I also feel like it’s really important to extend the ladder for younger women so I stopped accepting most speaking invites for panels on young feminism a couple of years ago, choosing instead to ask them to invite younger women and specifically younger women of color. People did that for me and, while it might mean I get less work, I think it’s important to use what power I have to help others in the same way.
One of my failures in this area happened at my last job in which we had a women’s mentoring program. I feel like I was a pretty bad mentor in that it was my first and only “real” job and I mostly had no idea how to answer questions about navigating gender dynamics in offices or rising up the ranks as a woman. I had a very feminist team and boss, even though the team was mostly male and so was the boss, so I don’t have much personal experience with those issues.

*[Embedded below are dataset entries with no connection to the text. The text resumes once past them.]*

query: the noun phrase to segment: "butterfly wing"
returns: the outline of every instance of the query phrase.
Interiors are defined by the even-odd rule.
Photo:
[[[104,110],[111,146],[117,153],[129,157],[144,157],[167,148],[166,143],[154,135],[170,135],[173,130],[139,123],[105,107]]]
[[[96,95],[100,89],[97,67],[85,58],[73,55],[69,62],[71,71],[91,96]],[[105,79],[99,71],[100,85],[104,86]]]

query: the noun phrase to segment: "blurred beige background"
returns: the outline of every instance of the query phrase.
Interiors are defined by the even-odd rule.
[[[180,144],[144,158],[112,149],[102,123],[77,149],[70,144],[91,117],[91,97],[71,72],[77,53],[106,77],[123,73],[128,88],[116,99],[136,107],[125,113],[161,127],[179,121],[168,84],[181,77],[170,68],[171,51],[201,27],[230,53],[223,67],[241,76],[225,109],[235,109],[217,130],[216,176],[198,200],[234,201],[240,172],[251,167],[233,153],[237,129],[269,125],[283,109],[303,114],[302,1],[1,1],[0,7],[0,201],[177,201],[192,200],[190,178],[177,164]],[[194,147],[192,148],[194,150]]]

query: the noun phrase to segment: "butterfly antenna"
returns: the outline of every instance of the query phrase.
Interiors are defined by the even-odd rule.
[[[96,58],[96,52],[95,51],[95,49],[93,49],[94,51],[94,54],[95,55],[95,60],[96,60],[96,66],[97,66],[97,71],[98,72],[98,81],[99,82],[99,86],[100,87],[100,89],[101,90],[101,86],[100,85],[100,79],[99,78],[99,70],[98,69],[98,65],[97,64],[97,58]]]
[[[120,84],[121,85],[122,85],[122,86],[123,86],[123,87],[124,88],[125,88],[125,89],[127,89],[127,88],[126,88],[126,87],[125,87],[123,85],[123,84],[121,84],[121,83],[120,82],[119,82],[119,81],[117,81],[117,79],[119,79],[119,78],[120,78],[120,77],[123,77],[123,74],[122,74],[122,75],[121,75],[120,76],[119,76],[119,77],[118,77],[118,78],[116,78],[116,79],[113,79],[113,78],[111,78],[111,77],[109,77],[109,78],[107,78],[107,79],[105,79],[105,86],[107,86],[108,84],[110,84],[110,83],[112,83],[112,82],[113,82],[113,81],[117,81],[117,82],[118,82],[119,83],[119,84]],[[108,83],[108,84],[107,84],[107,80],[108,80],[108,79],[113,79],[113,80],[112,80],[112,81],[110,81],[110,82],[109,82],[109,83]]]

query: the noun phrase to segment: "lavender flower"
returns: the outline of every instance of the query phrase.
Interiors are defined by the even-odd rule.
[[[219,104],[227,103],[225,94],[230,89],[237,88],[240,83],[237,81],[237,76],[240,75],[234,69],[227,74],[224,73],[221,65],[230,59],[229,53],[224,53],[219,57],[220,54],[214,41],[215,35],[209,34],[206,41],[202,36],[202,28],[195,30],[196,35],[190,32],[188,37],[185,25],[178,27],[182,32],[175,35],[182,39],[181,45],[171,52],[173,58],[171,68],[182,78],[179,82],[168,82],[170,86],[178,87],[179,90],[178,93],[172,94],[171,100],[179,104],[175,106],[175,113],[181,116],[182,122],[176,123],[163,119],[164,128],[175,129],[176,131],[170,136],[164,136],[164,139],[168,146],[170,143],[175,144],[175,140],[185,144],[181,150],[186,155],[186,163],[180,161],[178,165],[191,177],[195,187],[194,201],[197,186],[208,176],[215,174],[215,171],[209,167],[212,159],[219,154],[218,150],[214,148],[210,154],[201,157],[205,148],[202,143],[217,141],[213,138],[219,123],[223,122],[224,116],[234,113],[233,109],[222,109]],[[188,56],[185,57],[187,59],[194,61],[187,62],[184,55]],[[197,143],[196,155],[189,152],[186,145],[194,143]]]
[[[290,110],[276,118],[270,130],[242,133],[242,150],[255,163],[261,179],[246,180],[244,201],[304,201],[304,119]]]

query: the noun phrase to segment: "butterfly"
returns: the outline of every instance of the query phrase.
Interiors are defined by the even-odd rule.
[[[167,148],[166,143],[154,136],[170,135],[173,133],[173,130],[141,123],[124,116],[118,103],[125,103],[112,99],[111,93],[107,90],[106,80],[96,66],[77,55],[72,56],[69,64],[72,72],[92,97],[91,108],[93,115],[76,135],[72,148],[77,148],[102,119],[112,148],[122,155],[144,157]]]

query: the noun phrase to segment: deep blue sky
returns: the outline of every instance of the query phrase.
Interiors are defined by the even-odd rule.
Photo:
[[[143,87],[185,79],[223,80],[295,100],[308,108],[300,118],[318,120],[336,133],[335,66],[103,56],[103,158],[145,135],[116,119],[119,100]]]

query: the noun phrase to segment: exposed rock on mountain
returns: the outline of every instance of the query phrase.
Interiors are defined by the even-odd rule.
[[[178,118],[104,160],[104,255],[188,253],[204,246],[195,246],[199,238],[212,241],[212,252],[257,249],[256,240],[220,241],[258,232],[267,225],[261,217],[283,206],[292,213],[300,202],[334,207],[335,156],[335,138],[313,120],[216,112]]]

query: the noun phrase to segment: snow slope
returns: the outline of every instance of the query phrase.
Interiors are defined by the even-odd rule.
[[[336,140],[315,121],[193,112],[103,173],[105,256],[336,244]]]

I wish I could have been more helpful in that context but it may also have something to do with the fact that we were all pretty much the same age at the company so you had a bunch of 20 and early 30 somethings trying to mentor each other.
My dream would be to one day be able to have the financial resources -- and space! -- to let young women stay in my house while they find their footing in the movement like my mentor did for me. I live in a shoebox and probably will for the foreseeable future so for now I stick with hosting networking events for young women on my patio during the warmer months.
What would you like to look back on when you're eighty and considering the impact you've had on others?
Such a good question!
I suppose I would like to have a reputation like my mentor does at 82: a strategic activist whose greatest contribution to the movement, if not the most well known, is helping other activists get their ideas off the ground by being a sounding board, connecting them with people who can help, and offering financial and other types of support when appropriate.
There’s a vain part of me, a part that I’m not sure if I like so much, that wants to be known as one of the first people who pioneered the Forth Wave and specifically shined a light on how millennial feminists think about and do their activism. I’ve felt for a long time that my generation differs from the Third Wave and I think others in my age cohort might feel validated in feeling the same way if I can ever manage to get all of that down into a book or, at least, into widely read articles.